About The 1931 Pulitzer Prize Decision
1931 was apparently the first year that the Board considered revising the language of the Pulitzer Prize from the controversial “wholesome” criteria to: “for the best novel published during the year by an American author.” That year, the jury selected three novels for finalists: Margaret Ayer Barnes’s Years of Grace, Elizabeth Maddox Robert’s The Great Meadow, and Dorothy Canfield’s The Deepening Stream. The recommendation letter placed Barnes’s Years of Grace in “first place because of its vivid and interesting presentation of the change in character and mores throughout three generations of an American family.” The Pulitzer committee accepted their recommendation and awarded the prize to Years of Grace while also praising both finalists, as well.

The 1931 Novel Jury was composed of: Jefferson B. Fletcher (Chair), Robert M. Lovett, and Albert B. Paine.

  • Jefferson Butler Fletcher (1865-1946) was born in Chicago, served in the American Field Ambulance Services during World War I, and educated at Harvard and Bowdoin College. He was a long-serving professor of Comparative Literature at Columbia University (from 1904-1939). He was considered a foremost expert on the Italian Renaissance and Dante, and in his obituary in The New York Times, it was noted that he served on the Pulitzer Novel Jury for “several years.” Sadly, his son died in an automobile accident in 1926, and Fletcher also had a daughter.
  • Robert Morss Lovett (1870-1956) was a Bostonian and studied at Harvard. He taught literature at the University of Chicago for many years, he was associate editor of The New Republic, served as governor secretary of the Virgin Islands, and was accused of being a communist by the Dies Committee which forced him out of his secretary position. He was often on the frontlines of left-leaning picket lines, and he helped to launch the careers of several young writers, including John Dos Passos. In later years, his wife became a close friend and associate of Jane Addams and the couple lived at Hull House for a spell.
  • Albert Bigelow Paine (1861-1937) was born in Bedford, Massachusetts and grew up throughout the Midwest. He worked as a photographer and became a full-time writer living in New York and abroad in Europe. He became friends with Mark Twain and served as Twain’s biographer and also wrote travel books, novels, and children’s stories. In France, he wrote two books abut Joan of Arc which earned him the title of Chevalier from the Legion of Honour.

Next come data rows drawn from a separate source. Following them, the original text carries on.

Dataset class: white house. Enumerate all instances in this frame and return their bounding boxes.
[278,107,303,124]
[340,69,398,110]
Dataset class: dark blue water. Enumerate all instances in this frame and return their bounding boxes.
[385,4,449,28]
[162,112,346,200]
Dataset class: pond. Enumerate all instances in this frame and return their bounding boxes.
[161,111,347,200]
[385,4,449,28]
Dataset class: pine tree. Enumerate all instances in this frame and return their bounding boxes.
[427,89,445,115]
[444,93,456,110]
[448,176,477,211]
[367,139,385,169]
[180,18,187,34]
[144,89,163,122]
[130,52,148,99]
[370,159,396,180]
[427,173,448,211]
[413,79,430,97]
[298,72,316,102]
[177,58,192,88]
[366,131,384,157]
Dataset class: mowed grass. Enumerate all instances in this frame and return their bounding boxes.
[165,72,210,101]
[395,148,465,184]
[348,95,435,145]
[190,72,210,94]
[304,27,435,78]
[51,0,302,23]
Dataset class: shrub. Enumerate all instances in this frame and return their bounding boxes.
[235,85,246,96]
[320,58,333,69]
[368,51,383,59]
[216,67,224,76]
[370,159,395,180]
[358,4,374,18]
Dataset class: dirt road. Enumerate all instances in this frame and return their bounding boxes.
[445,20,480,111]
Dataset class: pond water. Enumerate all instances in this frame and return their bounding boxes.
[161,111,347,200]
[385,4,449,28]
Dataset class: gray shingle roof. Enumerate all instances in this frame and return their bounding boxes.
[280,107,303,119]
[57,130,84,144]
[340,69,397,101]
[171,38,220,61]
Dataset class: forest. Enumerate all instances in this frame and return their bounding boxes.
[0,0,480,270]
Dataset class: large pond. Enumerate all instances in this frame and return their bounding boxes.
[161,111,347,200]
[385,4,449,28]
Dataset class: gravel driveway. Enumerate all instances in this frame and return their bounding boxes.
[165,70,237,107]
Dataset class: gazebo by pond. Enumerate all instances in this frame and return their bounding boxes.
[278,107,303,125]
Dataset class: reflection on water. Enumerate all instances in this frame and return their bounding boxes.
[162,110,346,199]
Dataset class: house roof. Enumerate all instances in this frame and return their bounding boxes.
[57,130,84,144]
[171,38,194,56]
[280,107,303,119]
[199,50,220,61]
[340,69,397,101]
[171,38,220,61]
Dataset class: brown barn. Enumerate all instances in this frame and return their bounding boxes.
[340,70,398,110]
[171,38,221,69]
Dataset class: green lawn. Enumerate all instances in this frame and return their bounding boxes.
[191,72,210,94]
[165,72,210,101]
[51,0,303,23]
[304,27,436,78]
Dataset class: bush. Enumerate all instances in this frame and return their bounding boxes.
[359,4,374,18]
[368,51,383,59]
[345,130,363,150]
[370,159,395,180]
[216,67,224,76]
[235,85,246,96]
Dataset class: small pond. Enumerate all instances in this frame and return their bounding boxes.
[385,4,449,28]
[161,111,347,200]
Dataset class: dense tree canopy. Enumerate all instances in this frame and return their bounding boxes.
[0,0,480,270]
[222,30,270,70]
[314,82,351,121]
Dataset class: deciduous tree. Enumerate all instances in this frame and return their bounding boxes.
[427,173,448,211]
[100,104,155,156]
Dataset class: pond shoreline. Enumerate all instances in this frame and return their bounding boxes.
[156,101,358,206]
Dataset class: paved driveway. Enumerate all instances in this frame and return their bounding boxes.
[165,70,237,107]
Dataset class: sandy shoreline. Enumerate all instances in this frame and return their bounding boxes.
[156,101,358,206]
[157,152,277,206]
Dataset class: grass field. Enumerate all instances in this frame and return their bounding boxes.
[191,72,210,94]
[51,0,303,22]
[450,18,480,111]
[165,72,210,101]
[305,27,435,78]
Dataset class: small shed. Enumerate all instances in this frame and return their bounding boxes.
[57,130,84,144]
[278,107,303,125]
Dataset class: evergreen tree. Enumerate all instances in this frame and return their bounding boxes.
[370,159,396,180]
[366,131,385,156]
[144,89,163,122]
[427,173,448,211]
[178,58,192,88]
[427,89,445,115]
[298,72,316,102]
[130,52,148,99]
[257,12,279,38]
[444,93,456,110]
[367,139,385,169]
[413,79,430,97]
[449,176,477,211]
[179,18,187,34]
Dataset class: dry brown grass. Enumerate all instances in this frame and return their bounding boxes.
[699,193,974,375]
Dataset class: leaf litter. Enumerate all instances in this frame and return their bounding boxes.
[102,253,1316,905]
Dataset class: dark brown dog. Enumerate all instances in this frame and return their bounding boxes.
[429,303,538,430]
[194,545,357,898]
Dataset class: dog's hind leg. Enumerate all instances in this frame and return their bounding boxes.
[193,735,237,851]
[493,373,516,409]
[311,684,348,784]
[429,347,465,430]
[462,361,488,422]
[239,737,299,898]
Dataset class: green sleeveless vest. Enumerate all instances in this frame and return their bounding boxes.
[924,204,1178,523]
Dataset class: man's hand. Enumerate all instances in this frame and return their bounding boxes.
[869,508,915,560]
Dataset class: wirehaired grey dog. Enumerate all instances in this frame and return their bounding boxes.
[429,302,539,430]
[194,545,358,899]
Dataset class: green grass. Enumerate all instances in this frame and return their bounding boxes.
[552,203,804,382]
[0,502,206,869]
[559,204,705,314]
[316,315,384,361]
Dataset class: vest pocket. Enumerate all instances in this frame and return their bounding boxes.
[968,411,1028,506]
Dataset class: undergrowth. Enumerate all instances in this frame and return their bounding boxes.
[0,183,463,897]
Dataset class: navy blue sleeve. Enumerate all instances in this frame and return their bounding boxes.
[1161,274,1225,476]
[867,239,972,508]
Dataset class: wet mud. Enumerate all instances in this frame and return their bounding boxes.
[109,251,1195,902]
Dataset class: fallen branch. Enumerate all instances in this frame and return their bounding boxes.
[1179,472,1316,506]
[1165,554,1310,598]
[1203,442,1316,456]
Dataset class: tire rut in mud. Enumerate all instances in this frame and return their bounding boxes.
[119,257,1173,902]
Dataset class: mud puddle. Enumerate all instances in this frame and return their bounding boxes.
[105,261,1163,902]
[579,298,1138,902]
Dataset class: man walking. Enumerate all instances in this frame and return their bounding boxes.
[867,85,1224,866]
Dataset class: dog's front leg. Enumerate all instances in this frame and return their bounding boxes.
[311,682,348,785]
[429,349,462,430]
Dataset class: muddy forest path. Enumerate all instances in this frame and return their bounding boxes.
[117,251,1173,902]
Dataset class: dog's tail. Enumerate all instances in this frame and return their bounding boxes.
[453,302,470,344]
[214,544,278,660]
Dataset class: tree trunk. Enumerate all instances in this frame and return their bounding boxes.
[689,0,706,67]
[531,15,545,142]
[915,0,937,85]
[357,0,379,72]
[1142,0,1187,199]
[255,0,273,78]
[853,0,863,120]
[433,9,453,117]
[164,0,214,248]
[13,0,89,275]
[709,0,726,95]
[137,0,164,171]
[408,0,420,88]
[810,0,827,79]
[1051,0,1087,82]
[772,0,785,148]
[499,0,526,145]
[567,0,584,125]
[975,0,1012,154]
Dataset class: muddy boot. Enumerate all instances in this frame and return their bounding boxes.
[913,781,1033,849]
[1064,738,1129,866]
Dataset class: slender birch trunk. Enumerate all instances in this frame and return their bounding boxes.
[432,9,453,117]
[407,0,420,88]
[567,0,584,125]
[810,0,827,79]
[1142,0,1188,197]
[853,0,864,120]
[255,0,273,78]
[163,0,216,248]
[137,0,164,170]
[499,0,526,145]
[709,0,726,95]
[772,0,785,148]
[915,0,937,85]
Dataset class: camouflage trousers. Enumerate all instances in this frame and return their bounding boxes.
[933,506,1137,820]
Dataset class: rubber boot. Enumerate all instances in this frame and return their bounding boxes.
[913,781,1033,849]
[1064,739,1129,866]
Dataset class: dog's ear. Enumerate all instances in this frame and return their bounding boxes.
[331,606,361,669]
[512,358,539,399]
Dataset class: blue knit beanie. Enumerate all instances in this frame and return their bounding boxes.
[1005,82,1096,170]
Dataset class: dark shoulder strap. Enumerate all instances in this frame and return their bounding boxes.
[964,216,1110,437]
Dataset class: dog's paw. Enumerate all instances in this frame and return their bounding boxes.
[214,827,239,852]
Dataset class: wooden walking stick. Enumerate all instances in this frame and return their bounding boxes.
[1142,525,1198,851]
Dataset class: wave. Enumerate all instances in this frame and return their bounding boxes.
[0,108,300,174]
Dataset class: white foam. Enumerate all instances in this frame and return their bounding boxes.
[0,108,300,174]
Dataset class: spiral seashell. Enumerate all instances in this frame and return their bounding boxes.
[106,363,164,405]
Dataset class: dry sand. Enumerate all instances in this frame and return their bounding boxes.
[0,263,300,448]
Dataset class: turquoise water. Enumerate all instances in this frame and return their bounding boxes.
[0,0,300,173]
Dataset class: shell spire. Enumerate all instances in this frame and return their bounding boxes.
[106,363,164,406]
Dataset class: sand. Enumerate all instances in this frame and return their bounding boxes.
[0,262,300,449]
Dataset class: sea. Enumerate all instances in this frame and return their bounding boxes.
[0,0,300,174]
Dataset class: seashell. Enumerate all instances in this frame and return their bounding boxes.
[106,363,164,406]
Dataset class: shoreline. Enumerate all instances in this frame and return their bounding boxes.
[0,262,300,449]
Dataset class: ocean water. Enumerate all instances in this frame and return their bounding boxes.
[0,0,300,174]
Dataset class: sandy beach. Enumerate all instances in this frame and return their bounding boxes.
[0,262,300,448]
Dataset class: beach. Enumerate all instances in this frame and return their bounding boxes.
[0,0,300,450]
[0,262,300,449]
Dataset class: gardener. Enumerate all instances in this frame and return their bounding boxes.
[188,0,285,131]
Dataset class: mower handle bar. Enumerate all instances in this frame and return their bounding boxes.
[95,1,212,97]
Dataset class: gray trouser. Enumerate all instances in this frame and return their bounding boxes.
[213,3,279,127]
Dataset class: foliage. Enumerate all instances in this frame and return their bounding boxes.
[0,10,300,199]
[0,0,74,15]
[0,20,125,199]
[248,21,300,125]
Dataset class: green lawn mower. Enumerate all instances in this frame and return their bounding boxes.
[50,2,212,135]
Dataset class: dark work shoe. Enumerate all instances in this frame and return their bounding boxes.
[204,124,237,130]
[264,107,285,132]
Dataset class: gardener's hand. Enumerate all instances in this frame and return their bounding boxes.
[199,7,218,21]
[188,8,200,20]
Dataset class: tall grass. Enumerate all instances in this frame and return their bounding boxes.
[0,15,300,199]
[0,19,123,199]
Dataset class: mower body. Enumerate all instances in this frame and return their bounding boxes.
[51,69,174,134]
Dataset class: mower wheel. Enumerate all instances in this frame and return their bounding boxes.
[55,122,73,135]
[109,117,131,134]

Who Is Margaret Ayer Barnes?
Margaret Ayer Barnes (1886-1967) lived a life much like the main character of Years of Grace, Jane Ward. She attended Bryn Mawr College, married a prominent Chicago attorney named Cecil Barnes, and they had three sons together. She worked for several years as the Director of Alumnae at Bryn Mawr, organizing a college program focused on women workers in industry. She began her writing career after a traffic accident in 1926. She was vacationing in France when her limousine was involved in a head-on crash, breaking her skull, ribs, and back. During recovery and afterward she became the author of two notable novels: Years of Grace, which won the Pulitzer, and also Dishonored Lady, which was turned into a successful Hollywood film, but it was then promptly sued out of existence by Barnes and her friend and co-author, Edward Sheldon. In 1936, Barnes was awarded an honorary doctorate of letters from Oglethorpe University in Atlanta, GA. She spent her later years in Cambridge, MA where she died in 1967.


Barnes, Margaret Ayer. Years of Grace. New York, Houghton Mifflin Co., 1931.